COVID-19 & Public Accommodations Protections

Based on current available information, the Commission considers actual or perceived infection with COVID-19 to be protected as a disability under the New York City Human Rights Law (NYCHRL). A business must not discriminate against or harass customers because of actual or perceived infection with COVID-19, or based on an actual or perceived history of such infection. It is also illegal for a business to harass or discriminate against customers based on the presumption that they have contracted or are more likely to contract COVID-19 due to actual or perceived race, national origin, disability, or another protected status.

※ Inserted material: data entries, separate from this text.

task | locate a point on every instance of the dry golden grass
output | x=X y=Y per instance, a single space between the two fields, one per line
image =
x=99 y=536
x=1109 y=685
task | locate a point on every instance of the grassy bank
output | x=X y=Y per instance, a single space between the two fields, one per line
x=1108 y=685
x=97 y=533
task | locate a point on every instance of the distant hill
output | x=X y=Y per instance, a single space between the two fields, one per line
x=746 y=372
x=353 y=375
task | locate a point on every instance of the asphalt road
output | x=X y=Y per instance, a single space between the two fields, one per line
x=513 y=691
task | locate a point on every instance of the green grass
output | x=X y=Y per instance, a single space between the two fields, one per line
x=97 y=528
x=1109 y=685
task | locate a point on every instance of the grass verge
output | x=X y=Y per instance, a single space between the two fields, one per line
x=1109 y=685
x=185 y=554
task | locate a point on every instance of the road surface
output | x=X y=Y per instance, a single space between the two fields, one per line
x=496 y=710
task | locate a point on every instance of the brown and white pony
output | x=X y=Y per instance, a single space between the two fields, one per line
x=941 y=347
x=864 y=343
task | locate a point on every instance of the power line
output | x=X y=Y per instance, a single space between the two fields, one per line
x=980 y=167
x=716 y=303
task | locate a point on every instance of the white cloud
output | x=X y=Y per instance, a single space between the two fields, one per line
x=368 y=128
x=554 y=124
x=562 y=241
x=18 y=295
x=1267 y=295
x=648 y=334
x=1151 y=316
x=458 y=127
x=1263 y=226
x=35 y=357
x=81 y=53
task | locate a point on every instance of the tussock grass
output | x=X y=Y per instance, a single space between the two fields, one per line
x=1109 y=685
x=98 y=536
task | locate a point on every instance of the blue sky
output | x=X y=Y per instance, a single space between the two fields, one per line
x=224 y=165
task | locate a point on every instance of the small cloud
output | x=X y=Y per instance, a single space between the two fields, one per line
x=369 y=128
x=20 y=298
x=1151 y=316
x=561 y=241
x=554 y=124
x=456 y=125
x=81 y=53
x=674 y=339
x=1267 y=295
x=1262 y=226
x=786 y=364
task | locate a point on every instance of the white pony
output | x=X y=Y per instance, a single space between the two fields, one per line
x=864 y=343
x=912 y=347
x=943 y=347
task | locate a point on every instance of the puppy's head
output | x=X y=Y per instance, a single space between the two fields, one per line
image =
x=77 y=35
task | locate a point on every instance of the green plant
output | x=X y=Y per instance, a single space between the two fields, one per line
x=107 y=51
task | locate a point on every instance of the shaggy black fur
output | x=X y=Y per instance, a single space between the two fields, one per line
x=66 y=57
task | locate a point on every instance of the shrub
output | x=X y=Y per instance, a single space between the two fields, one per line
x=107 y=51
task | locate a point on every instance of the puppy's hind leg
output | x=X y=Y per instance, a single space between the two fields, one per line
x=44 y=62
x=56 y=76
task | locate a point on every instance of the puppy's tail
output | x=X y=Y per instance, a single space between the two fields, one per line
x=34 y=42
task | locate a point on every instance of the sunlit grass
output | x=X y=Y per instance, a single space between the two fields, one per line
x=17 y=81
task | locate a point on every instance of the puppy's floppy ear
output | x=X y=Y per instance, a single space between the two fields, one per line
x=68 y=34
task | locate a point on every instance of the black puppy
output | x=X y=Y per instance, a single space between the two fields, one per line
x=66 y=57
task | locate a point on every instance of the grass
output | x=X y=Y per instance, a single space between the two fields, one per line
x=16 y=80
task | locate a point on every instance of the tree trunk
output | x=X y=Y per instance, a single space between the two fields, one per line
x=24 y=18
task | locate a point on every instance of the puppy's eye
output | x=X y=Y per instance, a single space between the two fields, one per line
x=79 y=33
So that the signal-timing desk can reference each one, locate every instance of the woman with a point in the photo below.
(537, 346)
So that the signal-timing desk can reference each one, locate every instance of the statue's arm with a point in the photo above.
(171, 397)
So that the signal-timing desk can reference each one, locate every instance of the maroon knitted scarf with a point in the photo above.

As discussed in greater detail below, a business may exclude customers who show symptoms of being infected with COVID-19 when the business reasonably believes they pose a direct threat to the health of staff or other customers and if the threat cannot be adequately mitigated by a reasonable accommodation. Businesses are prohibited, however, from excluding customers such as older individuals or individuals with disabilities who do not pose a direct threat, even if the business perceives those people may be at greater risk of harm from COVID-19 than other customers. Business owners may enforce requirements that customers wear face coverings and maintain social distance while on their premises, subject to the requirements of the NYCHRL that reasonable accommodations be made for members of protected groups, as described below.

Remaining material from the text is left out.